(Reviewed by JD Jung)
#CommisionsEarned
“In New Orleans, culture doesn’t come down from on high, it bubbles up from the street.” – Jazz Pianist Ellis Marsalis (1934-2020)
This quote that opens the book epitomizes these stories, as we meet New Orleans residents of all ages and gender identifications just trying to make it day by day.
I was grabbed immediately while reading the first and title story, “The Ones Who Don’t Say They Love You”. We meet a male teenage prostitute who is just hoping for something more. I didn’t think that this one could be outdone.

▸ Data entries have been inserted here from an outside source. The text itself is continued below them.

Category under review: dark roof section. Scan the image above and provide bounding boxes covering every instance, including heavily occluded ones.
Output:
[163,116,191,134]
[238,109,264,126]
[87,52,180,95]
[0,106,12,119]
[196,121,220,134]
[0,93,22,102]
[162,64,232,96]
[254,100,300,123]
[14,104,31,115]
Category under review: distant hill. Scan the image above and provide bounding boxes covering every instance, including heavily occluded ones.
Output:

I was wrong.
New Orleans Author Maurice Carlos Ruffin relates these poignant tales with honest, cutting language, using the vernacular of his characters. Though the stories are often ill-fated, he manages to skillfully intersperse humor in many of them.

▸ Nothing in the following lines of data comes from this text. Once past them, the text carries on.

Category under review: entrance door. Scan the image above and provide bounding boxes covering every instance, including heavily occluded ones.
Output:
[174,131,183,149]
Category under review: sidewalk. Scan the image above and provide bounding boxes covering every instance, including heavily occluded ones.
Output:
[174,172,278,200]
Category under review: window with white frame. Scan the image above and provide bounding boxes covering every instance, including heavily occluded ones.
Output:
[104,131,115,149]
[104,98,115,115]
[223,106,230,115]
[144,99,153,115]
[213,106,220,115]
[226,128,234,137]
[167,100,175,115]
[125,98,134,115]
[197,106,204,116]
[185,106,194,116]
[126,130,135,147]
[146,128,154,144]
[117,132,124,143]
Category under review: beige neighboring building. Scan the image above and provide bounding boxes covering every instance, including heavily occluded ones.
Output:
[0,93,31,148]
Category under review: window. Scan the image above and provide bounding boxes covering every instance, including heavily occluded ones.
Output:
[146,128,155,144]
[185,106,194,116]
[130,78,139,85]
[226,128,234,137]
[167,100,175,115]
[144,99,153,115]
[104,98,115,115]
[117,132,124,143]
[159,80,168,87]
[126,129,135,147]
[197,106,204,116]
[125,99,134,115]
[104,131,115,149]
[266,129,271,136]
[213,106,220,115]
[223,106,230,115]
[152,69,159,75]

Such is the case of my favorite, “Ghetto University”. Here, an English professor who specializes in the works of Russian poet Alexander Pushkin, resorts to mugging tourists in the French Quarter. He justifies his actions with absurd reasons, such as that he is doing a service to his victims.
I wish some of the shorter stories were longer. As I became immersed in the plot and characters, they would end, even though the conclusions made sense.
I couldn’t get the final story out of my head though. “Before I let Go”, features a woman whose house is about to be foreclosed. Though the house has been in her family for generations, she incurred debt while making repairs on it after Katrina. Through no fault of her own, every time she tries to get ahead, she seems to take giant steps backwards. This is happening as white people from other parts of the country descend like locusts to buy the house and others in the Tremé neighborhood. This story forces us to look at gentrification in an even dimmer light.
The Ones Who Don’t Say They Love You is a must-read collection of short stories, and I hope to discover more from this author.